The origins of the feast are really quite nice (particularly for Thomists). In 1264, following a Eucharistic miracle (a miracle where the consecrated Species take on the accidental properties of flesh and blood) Pope Urban IV asked St. Thomas Aquinas to compose the offices for the feast day, including arraingment of the liturgical readings and hymns, as well as the psalms and prayers for the Liturgy of the Hours. To quote Kurt Vonnegut, "And so it goes..." Now we have a feast to honor the greatest sacrament in the Church, a feast which has a special significance in this Year of the Eucharist. So, for your spiriual and intellectual pleasure, I present to you a meditation on the Eucharist by St. Thomas entitled "O Precious and Wonderful Banquet!" from his Opusculum.

Since it was the will of God's only-begotten Son that men should share in his divinity, he assumed our nature in order that by becoming men he might make men gods. Moreover, when he took our flesh he didicated the whole of its substance to our salvation. He offered his body to God the Father on the altar of the cross as a sacrifice for our reconciliation. He shed his blood for our ransom and purification, so that we might be redeemed from our wretched state of bondage and cleasnsed from all sin. But to ensure that the memory of so great a gift would abide with us for ever, he left his body as food and his blood as drink for the faithful to consume in the form of bread and wine.

O precious and wonderful banguet, that brings us salvation and contains all sweetness! Could anything be of more intrinsic value? Under the old law it was the flesh of calves and goats that was offered, but here Christ himself, the true God, is set before us as our food. What could be more wonderul than this? No other sacrament has greater healing power; through it sins are purged away, virtues are increased, and the soul is enriched with an abundance of every spiritual gift. It is offered in the Church for the living and the dead, so that what was instituted for the salvation of all may be for the benefit of all. Yet, in the end, no one can fully express the sweetness of this sacrament, in which spiritual delight is tasted at its very source, and in which we renew the memory of that surpassing love for us which Christ revealed in his passion.

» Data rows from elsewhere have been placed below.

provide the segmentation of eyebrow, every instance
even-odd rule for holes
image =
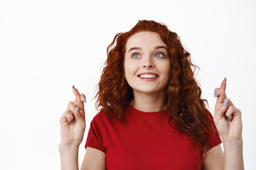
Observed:
[[[157,46],[156,47],[155,47],[154,48],[155,50],[157,50],[157,49],[158,49],[164,48],[164,49],[165,49],[165,50],[166,50],[167,51],[168,51],[167,48],[166,48],[164,46]],[[130,48],[130,50],[129,50],[129,51],[128,51],[128,52],[130,52],[132,50],[141,50],[141,49],[142,49],[142,48],[141,48],[140,47],[132,47],[132,48]]]

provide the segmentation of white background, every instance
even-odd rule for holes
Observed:
[[[60,169],[59,119],[73,85],[88,101],[81,164],[107,46],[142,19],[181,37],[212,113],[227,77],[242,111],[245,169],[256,169],[256,11],[255,0],[0,0],[0,169]]]

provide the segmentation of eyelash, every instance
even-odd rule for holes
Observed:
[[[163,57],[165,57],[165,55],[164,54],[164,52],[157,52],[157,53],[156,53],[155,54],[155,57],[158,54],[161,54],[163,55]],[[139,55],[140,55],[138,53],[137,53],[137,52],[133,52],[133,53],[132,53],[132,58],[135,58],[135,57],[134,57],[134,55],[135,54],[138,54]],[[157,58],[163,58],[163,57],[157,57]]]

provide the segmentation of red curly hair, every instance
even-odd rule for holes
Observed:
[[[96,107],[109,117],[121,118],[123,109],[133,98],[132,89],[124,76],[126,45],[129,37],[144,31],[158,33],[168,47],[171,69],[166,101],[170,120],[174,119],[175,128],[191,137],[192,141],[199,142],[201,153],[206,153],[206,134],[213,131],[213,127],[205,108],[207,101],[201,98],[201,90],[194,77],[199,68],[192,63],[177,34],[162,23],[139,20],[129,31],[115,35],[107,49],[108,57],[95,96]]]

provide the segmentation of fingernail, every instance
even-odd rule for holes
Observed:
[[[223,103],[222,104],[222,106],[225,106],[227,105],[227,102],[229,101],[229,99],[228,98],[226,98],[226,99],[225,99],[225,100],[224,100],[224,102],[223,102]]]
[[[214,92],[214,98],[217,97],[218,95],[218,93],[217,92]]]
[[[228,119],[228,117],[227,116],[226,116],[226,114],[224,114],[224,116],[225,116],[225,118],[226,118],[226,119]]]

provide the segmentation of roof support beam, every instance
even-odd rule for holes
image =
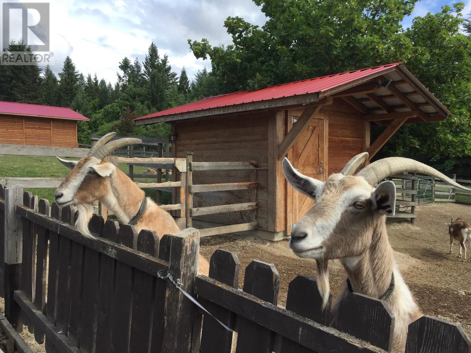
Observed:
[[[375,82],[374,83],[368,83],[367,85],[362,86],[357,86],[356,87],[352,87],[351,88],[346,89],[344,91],[339,92],[337,94],[333,95],[332,97],[346,97],[349,96],[353,96],[354,95],[365,94],[365,93],[372,93],[376,92],[381,88],[381,86],[378,86]]]
[[[319,99],[318,102],[306,105],[304,111],[298,119],[298,121],[293,125],[283,140],[280,143],[278,146],[278,158],[281,160],[284,157],[290,149],[292,147],[296,140],[299,137],[301,132],[308,126],[313,116],[315,115],[324,105],[328,105],[332,104],[332,97],[325,97]]]
[[[390,113],[392,112],[392,107],[381,99],[379,96],[376,96],[374,93],[367,93],[366,96],[371,100],[381,107],[386,112]]]
[[[399,129],[399,128],[404,125],[407,119],[407,118],[398,118],[392,120],[392,122],[386,128],[386,130],[378,136],[378,138],[371,144],[369,148],[366,151],[369,154],[368,161],[378,153],[378,151],[381,149],[381,147],[384,145],[384,144],[388,142],[391,136],[394,135],[396,132]]]
[[[371,114],[371,112],[370,111],[370,110],[368,108],[368,107],[360,103],[357,100],[355,99],[353,97],[352,97],[351,96],[349,96],[347,97],[342,97],[342,98],[343,98],[344,99],[347,101],[347,102],[348,102],[350,104],[353,106],[353,107],[355,108],[355,109],[356,109],[357,110],[359,111],[363,114]]]
[[[364,121],[374,121],[379,120],[393,120],[401,118],[415,118],[419,116],[416,111],[412,112],[396,112],[386,114],[369,114],[363,116]]]
[[[386,89],[402,101],[404,104],[410,108],[411,110],[417,111],[419,113],[419,117],[422,120],[424,121],[428,121],[428,120],[427,119],[427,115],[415,103],[409,99],[406,96],[406,94],[401,92],[399,88],[394,85],[390,85]]]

It was to impress the vastness of this love more firmly upon the hearts of the faithful that our Lord instituted this sacrament at the Last Supper. As he was on the point of leaving the world to go to the Father, after celebrating the Passover with his disciples, he left it as a perpetual memorial of his Passion. It was the fulfillment of ancient figures and the greates of all his miracles, while for those who were to experience teh sorrow of his departure, it was destined to be a unique and abiding consolation.

+Ad Majorem Dei Gloram+
"To wisdom belongs the intellectual apprehension of things eternal; to knowledge, the rational apprehension of things temporal."